The Bank of Ghana has temporarily suspended Consolidated Bank Ghana’s foreign exchange license for one month, starting on November 26, 2024. This action comes after the BoG identified multiple violations in how CBG handled its foreign exchange operations.
In a November 12 statement signed by Secretary Sandra Thompson, the BoG noted that the suspension was enforced under section 11 (2) of the Foreign Exchange Act, 2006 (Act 723).
Speaking on Morning Starr with Naa Dedei Tettey, Dr. Atuahene pointed to deeper, ongoing issues within CBG, calling for thorough investigations and independent oversight to restore public trust in the financial system.
Dr. Atuahene raised questions about the management at both CBG and the BoG, indicating a trend of lax oversight and repeated rule-breaking. He emphasized that CBG has had long-standing compliance problems, failing to properly report foreign currency dealings to the central bank and contributing to an outflow of valuable foreign exchange resources.
“The role that we’ve been saying about good corporate governance, we know the state institution governance is nothing to write home about,” Dr. Atuahene stated. He emphasized that the core problem is a governance lapse, not only at CBG but also within the BoG’s supervisory division.
CBG, which was established through a merger of several distressed banks as part of the BoG’s banking sector clean-up in 2017-2018, serves as a state-owned financial institution and is expected to adhere to strict compliance guidelines to avoid repeating past crises.
Dr. Atuahene further alleged that CBG has engaged in remittance practices that circumvent the BoG’s foreign exchange regulations. He claimed that, in many cases, CBG converted incoming foreign remittances into Ghana cedis without receiving the equivalent foreign currency, resulting in a net outflow of foreign currency and undermining the nation’s economic stability.
“The remittance is what is happening with that. They’ve created cedi wallets, and the cedi comes in, and the dollar doesn’t come, the euro doesn’t come, the pound doesn’t come,” he said.
Using data from the BoG’s 2023 audit and financial reports, Dr. Atuahene claimed that inadequate transparency has led to significant underreporting of foreign currency earnings. He stated that CBG’s practices have not only violated the Foreign Exchange Act but have also weakened the cedi by restricting foreign currency flow within the economy.
Dr. Atuahene also criticized BoG’s one-month suspension of CBG’s forex license, arguing that it lacks substance as a real solution. He advocated for an independent forensic audit, potentially involving organizations like the International Monetary Fund (IMF) and the World Bank, to thoroughly examine the foreign exchange discrepancies.
In Dr.

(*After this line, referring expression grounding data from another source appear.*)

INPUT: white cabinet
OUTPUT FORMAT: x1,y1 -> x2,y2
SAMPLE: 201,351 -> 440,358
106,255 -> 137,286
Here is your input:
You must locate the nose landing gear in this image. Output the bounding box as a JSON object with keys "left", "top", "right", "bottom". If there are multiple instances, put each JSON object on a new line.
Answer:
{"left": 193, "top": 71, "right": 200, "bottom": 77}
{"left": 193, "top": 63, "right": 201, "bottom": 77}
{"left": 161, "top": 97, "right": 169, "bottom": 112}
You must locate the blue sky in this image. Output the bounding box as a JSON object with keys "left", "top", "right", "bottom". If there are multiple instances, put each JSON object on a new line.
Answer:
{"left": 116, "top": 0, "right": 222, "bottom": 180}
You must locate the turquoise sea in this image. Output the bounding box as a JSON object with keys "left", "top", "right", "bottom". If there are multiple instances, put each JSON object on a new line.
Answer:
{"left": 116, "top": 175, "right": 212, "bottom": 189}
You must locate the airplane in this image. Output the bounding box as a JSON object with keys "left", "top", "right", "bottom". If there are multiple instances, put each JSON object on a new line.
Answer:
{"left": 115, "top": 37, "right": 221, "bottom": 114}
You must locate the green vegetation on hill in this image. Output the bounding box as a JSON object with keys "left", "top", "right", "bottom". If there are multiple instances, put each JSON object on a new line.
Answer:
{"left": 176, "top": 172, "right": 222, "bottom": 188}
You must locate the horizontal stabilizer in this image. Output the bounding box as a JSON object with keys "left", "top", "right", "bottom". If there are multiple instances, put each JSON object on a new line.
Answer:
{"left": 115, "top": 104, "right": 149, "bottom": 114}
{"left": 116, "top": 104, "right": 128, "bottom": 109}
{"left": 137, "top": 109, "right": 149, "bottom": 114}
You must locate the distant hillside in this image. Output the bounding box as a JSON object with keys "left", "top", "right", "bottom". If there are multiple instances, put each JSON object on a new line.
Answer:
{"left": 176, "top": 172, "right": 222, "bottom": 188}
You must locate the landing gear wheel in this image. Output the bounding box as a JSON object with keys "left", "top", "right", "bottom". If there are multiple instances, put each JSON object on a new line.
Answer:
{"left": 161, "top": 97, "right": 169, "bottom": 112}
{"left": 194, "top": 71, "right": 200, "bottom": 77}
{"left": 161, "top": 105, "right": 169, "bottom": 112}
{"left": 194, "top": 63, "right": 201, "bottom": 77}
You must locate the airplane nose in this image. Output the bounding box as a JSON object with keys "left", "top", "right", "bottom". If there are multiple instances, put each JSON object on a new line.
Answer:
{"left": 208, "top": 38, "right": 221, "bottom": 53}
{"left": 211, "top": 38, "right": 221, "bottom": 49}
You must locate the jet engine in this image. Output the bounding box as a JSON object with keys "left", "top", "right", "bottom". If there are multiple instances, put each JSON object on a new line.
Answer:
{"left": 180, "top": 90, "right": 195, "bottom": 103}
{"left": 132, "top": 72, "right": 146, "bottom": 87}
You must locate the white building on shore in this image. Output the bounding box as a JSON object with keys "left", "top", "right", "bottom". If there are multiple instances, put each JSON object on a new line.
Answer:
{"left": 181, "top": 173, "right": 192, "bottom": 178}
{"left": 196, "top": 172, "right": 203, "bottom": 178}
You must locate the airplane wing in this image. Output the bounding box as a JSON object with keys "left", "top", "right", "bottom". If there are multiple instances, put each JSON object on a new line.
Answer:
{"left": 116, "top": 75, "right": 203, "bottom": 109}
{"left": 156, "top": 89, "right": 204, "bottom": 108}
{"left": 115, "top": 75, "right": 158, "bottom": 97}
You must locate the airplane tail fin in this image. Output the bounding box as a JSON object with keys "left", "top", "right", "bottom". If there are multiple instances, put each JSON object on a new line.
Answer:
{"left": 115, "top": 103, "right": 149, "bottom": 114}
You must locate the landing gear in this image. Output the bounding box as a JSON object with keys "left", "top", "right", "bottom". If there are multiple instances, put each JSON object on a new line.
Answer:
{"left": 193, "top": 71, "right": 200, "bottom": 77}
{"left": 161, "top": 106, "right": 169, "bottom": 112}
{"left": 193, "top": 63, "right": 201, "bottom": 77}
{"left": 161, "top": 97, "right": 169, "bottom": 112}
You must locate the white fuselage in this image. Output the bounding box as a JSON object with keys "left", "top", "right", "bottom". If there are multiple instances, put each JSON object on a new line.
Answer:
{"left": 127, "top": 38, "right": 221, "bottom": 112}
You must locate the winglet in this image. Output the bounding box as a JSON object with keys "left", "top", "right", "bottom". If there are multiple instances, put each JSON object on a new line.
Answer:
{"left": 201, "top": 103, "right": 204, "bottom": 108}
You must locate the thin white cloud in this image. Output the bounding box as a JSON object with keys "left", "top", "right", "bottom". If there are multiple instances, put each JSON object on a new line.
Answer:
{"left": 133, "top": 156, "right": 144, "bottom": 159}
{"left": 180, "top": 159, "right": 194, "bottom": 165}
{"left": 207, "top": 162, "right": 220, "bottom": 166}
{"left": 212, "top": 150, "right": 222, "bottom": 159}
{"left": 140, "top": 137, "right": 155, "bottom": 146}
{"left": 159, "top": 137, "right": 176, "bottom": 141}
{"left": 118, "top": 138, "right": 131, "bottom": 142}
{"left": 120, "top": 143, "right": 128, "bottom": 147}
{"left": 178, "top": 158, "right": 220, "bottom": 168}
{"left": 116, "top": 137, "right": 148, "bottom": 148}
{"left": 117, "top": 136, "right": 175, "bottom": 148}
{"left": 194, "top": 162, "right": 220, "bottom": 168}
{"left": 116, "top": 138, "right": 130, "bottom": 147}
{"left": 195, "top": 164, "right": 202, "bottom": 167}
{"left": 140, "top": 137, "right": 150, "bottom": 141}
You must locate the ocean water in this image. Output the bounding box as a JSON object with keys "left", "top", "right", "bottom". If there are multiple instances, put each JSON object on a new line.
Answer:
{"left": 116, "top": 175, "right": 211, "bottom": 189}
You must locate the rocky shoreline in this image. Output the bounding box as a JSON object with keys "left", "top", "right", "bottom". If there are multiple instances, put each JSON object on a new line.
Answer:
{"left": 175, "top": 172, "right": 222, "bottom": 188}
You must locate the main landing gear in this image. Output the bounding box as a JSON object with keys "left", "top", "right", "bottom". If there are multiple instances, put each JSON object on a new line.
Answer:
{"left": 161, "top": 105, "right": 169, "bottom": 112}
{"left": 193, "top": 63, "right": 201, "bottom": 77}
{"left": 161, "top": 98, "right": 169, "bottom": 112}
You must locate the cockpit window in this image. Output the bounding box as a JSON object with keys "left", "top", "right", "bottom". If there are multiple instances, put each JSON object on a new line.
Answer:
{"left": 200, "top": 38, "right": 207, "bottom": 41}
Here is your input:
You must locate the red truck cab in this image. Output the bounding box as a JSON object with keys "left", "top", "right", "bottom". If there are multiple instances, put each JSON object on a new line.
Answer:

Atuahene’s view, such actions would ensure that remittances are accurately recorded, reducing the leakage of foreign currency from Ghana’s economy. He suggested that if these issues are addressed properly, the country could recoup billions in remittance inflows, easing the burden on the cedi.
By the close of Tuesday, November 12, the cedi showed a slight appreciation in the exchange rate, but Dr. Atuahene cautioned that this movement is misleading.
He argued that the official exchange rate doesn’t reflect the reality, as the actual rate is much higher in forex bureaus and informal markets. He described the central bank’s attempts to sustain an artificial rate as a short-term solution that overlooks core economic challenges.
Expressing doubt that CBG could address these issues within a month, Dr. Atuahene characterized the suspension as inadequate for resolving the bank’s deeper issues.
Dr. Atuahene emphasized, “It’s time for us to appoint an external consultant to do a due diligence and to find how much money has been externalized and how they were using the cedi wallet to pay without accounting for the euro, the pound, [and] the dollar.”
The BoG has not yet addressed Dr. Atuahene’s request for an independent audit. However, financial experts suggest that an external investigation could pave the way for lasting reforms. Many Ghanaians are hopeful that improved transparency and compliance with foreign exchange standards will help stabilize the cedi and protect Ghana’s financial sector from future challenges.
With the month-long suspension now in place, the public is watching to see if the Bank of Ghana will take up Dr. Atuahene’s recommendations, possibly marking a new chapter of accountability and stability in Ghana’s banking sector.